“Normally, I hand craft my images using vim.”

The above is a quote from Sam Ruby’s blog.  This deliciously innocent pedantry made me choke on my coffee in laughter.

The long road from HTML to PDF

HTML and PDF are the two most common formats on the web.  With good reason: HTML and friends give you a portability on the screen, while PDF gives you portability on paper.  With a few exceptions, they’re two ways of displaying the same content, optimized to different media.  So many developers will want to present their end-users with both ways of viewing their content: are you going to read this on screen, or on paper?  What’s more, developers will want the brand-image of their site also carried to the end media.

How do we achieve this?  The solution will inevitably involve conversion from a reference format, and I can see three possible architectures here:

  1. Develop in HTML; convert this to PDF when needed.
  2. Develop in PDF; convert this to HTML when needed.
  3. Develop in format X; convert this by turns to HTML and PDF when needed.

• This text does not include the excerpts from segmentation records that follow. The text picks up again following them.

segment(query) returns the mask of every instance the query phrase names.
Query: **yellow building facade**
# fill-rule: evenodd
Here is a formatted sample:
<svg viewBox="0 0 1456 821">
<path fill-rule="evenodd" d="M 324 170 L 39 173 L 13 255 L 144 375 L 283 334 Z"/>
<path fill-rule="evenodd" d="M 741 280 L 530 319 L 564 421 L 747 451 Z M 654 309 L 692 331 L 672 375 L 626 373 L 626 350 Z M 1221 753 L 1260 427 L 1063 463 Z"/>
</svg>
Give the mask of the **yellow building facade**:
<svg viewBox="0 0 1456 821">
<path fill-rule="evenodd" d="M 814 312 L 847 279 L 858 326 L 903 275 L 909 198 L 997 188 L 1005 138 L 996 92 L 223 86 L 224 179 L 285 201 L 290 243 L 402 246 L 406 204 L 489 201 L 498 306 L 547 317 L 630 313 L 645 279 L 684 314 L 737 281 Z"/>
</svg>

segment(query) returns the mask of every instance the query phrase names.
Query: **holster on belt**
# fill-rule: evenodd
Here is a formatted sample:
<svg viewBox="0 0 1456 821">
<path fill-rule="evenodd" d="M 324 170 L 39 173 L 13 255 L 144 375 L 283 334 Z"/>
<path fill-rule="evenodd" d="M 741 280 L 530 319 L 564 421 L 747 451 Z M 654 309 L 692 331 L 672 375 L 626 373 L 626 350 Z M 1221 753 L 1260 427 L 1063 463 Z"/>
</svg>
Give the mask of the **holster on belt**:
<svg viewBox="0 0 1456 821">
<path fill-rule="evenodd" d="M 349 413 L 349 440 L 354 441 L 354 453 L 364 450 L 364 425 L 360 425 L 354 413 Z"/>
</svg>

Let’s dismiss architecture no. 2 straight-away; no sane person develops in PDF.  Architecture no. 3 has some successful implementations (I’m thinking of reST here), but it has at least one problem: it makes difficult my second requirement of bringing the brand-image to both formats.  Why?  Because “brand image” will be specified somewhere external to the content itself, in a format specific to content format X, and this will then have to be transformed into CSS on the HTML side, and whatever else on the way to PDF (e.g. through LaTeX, of which I am ignorant).  This is presumably possible, but hard.  The only easy (and sensible) way architecture no. 3 can get around this is to go by the [Format X -> HTML -> PDF] route — but in this case we’re back to implementing architecture no. 1.

So, my iron logic dictates that the way of distributing content as both HTML and branding-aware PDF is to use an HTML -> PDF converter.

Now, searching for this will bring you examples of software making valiant attempts to implement all of HTML and CSS, including the CSS2 and 3 additions for paged media.  I know of three converters of this type:

  • Pisa, or XHTML2PDF.  Written in Python, under GPL or commercial license.
  • dompdf, “a (mostly) CSS 2.1-compliant HTML to PDF converter.”  Written in PHP, licensed under LGPL.
  • Prince XML.  Closed source and bloody expensive, though a free watermarking version is available.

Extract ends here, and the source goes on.